Kondisi ketersediaan (stok) pangan dan distribusinya, khususnya dalam jangka pendek menjelang Idul Fitri

Pandemi COVID-19 di Indonesia saat ini tengah menunjukkan tren semakin meningkat. Beberapa pakar menyebutkan puncak penyebaran COVID-19 akan terjadi di bulan Mei 2020. Bahkan ada yang menyatakan lebih Panjang hingga di bulan Juli 2020. Beberapa daerah dan kota sudah menerapkan Pembatasan Sosial Berskala Besar (PSBB) seperti Jakarta Raya atau karantina lokal seperti terjadi di Solo dan Tegal. Kebijakan ini dimulai pertengahan April dan diperkirakan banyak daerah akan terus mengikutinya. Konsekuensi dari penerapan PSBB atau karantina wilayah adalah pembatasan mobilitas moda transportasi.

Akhir April 2020, akan memasuki bulan puasa dan diakhiri dengan Idul Fitri di akhir Mei 2020. Seperti kita tahu, permintaan dan konsumsi pangan selama puasa dan Idul Fitri selalu meningkat. Sehingga ketersediaan pangan dalam masa puasa dan lebaran perlu dipenuhi. Jika tidak tentu akan berpengaruh pada kekuarangan pangan dan melonjaknya harga yang berujung pada inflasi.
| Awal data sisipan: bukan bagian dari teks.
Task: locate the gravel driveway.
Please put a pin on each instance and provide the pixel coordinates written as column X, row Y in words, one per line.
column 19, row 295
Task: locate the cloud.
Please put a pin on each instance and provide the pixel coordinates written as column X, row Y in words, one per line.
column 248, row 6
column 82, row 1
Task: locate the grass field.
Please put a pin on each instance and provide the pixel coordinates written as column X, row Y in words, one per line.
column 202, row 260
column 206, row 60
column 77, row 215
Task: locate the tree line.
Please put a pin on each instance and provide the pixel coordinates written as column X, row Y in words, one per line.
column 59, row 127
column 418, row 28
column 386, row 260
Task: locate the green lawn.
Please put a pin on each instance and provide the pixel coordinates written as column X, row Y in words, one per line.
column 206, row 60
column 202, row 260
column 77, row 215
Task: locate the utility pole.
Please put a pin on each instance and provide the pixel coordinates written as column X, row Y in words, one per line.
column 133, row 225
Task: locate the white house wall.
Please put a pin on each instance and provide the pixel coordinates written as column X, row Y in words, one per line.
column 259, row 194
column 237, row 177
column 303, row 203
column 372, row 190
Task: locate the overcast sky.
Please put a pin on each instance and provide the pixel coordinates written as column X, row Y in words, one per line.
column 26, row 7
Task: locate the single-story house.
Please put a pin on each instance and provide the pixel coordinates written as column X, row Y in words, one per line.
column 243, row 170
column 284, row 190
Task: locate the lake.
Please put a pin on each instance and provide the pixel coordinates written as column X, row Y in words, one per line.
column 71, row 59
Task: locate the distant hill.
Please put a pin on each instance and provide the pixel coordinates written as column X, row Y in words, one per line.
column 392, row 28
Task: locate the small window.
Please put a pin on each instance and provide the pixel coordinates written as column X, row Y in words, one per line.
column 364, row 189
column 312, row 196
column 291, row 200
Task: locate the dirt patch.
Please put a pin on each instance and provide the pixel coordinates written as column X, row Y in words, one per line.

Dibawah ini adalah data perkiraan ketersediaan pangan dan kebutuhan pangan pokok nasional s/d Mei 2020 (Idul Fitri) menurut Kementrian Pertanian (2020).

Dari data diatas, Pemerintah menjamin bahwa ketersediaan 11 pangan utama penduduk akan cukup dan aman sampai dengan Idul Fitri. Semua bisa dipenuhi dari produksi dalam negeri, kecuali bawang putih, daging sapi/kerbau dan gula pasir yang harus diimpor. Bahkan ayam pedaging saat ini terjadi over produksi, sehingga harganya jatuh dan memaksa pemerintah melakukan pembelian besar-besaran agar tidak merugikan petani.

Faktanya, pangan diatas bukan semuanya tersedia di gudang-gudang BULOG atau pedagang, namun sebagaian masih menunggu panen dan berada di sentra-sentra produksi pangan. Sebagaimana diketahui, bulan Maret s/d Juni adalah masa panen utama komoditas utama pertanian di Indonesia selama musim hujan. Ketersediaan yang dinyatakan aman, masih mengandung tanya: bagaimana memastikan distibusi pangan berjalan lancer ke kantong konsumen di perkotaan dan bahkan di desa?

foto: istimewa

Jadi dalam situasi sekarang hingga Lebaran nanti, isu utama pangan adalah pada kelancaran distribusi pangan ke sentra konsumsi. Bagaimana memastikan PSBB dan karantina wilayah di sentra produksi pangan tidak menghambat distribusi pangan ini? Bagaimana memastikan moda transportasi bisa membawa pangan ini ke sentra konsumsi utamanya di seputar Jabodetabek. Pemerintah telah memasukkan pangan kedalam sector strategis yang tetap harus berjalan dalam situasi pandemic COVID-19. Namun efektivitas penerapan PSBB dan Karantina wilayah akan menetukan kelancarannya. Belum ditambah kemungkinan tertundanya distribusi logistic jika sopir sopir pengangkut pangan positif terjangkit COVID-19 saat pemeriksaan dilakukan saat tugas.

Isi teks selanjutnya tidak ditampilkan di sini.